Cinéma : Tout le monde aime-t-il vraiment Touda ?

L'avant-première du dernier film de Nabil Ayouch Everybody loves Touda nous a laissés un goût d'inachevé. Des scènes qui s'étirent en longueur, un rythme parfois trop long et des questions qui restent en suspens...

Depuis ses débuts en tant que réalisateur, Nabil Ayouch a fait le choix assumé de choquer et de soulever des questions souvent tues. Le cinéaste a le mérite de mettre sa caméra au service de certaines causes, comme c’est le cas aujourd’hui avec son film “Everybody loves Touda” où il focalise sur l’univers des chikhates, des femmes qu’il admire, comme il le précise lors de la présentation de son film au cinéma Mégarama mardi soir.
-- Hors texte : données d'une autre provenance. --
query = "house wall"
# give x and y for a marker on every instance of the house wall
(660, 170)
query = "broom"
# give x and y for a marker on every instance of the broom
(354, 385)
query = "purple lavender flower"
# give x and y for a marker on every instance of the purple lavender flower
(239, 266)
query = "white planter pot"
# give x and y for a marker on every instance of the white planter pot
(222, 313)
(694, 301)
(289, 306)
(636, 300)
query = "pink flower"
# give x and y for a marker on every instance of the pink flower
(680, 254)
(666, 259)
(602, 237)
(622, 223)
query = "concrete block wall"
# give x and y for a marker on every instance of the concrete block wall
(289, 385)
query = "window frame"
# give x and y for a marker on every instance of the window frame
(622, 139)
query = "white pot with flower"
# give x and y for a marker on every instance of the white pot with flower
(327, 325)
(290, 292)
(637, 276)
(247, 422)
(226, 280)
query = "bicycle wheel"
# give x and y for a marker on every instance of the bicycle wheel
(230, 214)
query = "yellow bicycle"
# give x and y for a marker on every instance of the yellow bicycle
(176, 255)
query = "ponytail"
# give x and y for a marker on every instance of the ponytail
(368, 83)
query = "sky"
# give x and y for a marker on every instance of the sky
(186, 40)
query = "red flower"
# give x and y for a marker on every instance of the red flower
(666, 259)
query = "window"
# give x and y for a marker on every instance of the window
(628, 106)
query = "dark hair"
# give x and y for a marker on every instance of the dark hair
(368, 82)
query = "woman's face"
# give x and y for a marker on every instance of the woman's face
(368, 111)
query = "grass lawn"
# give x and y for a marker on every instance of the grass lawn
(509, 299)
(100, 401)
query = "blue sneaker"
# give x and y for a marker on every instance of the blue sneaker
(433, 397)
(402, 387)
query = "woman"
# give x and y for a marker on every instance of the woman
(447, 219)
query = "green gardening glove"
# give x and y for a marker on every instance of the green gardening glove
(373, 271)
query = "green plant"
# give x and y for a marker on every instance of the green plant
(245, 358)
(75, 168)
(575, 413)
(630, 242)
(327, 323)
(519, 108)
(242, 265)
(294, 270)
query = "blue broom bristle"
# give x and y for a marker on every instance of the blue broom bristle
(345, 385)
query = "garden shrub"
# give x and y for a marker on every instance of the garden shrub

Devant une salle comble, Nabil Ayouch et l’héroïne du film, NIsrin Erradi ont évoqué la genèse du scénario, l’immersion de l’actrice dans l’univers des chikhates et le tournage du film, qui a pris plus d’un an et demi. “J’ai toujours su que Nisrin sera Touda…. Pour préparer ce rôle, Nisrin a non seulement habité avec une chikha, mais elle a également appris leur langage, leurs gestes, leurs codes, leur quotidien et leur vie. Ce travail acharné a permis de donner toute son authenticité au personnage”, explique Nabil Ayouch. “Cette expérience m’a permis de mieux comprendre et d’incarner l’univers des chikhates. Le film est une célébration de la résilience et du talent des chikhates”, appuie Nisrine Erradi.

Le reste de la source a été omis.